そして夕方、いつものように芳一を呼ぶ声が現れた。「芳一どのよ、今日がいよいよ最後の日じゃ。どこにおられるのか」しかし、怨霊にはそこにいるはずの芳一の姿をとらえることができない。怨霊の声は次第に恨めしく、恐ろしいものとなる。「芳一!出て参れ!芳一ぃぃぃぃ!!」芳一は恐怖にじっと耐え、心中で般若心経を唱え続けた。

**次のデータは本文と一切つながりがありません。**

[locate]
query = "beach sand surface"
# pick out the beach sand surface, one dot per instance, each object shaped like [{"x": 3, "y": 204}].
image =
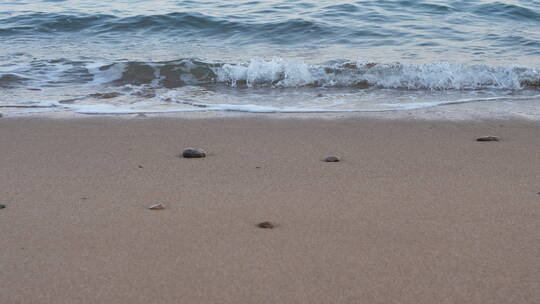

すると、武士の怨霊はあることに気がついた。芳一の耳だけが空中に浮かんでいるのである。なんと、小僧が芳一の耳にだけ経を書き忘れていたのだ。「芳一がいないのならば仕方がない。間違いなくこの場に来た証に、この耳だけでも持ち帰らん……」
明くる朝、和尚が見つけたのは両耳の跡からおびただしい血を流し、しかしその激痛にも耐えて返事をせず、ついに気を失った芳一の姿であった……。
(芳一が死亡してしまうバージョンもある)
次の日から、怨霊が芳一を呼びに現れることはなくなった。芳一の耳の傷は治療によって癒え、この不思議な出来事から琵琶の腕前がますます評判を呼び、「耳なし芳一」と呼ばれて不自由なく生活することができた。
平氏一門の墓石は、今も芳一が生涯を過ごした阿弥陀寺の境内に残されている……。
余談
上述した曽呂理物語を始め元ネタと思われる話は琵琶法師が女性の幽霊にストーカーされるという内容で、これはこれで人気が出そうな話なのだが、芳一の話に比べてマイナーである。僧侶が怪異の女性にストーカーされるという話は安珍清姫や僧侶ではないが、雨月物語の蛇性の淫と共通している。その事からうん市らの物語が霞んしまったのと同時に、芳一は平家一門の幽霊という独自性あった事や琵琶法師と平家は関係が深く結び付きに整合性があった事、平家一門は武士として叩き上げで身を起こすしておきながら同時に文化人でもあり、それでいて悲劇的な最期を遂げると言う日本人好みの一族だった(「耳なし芳一」でもその悲劇性は描かれている)事などから埋もれなかったのだと思われる。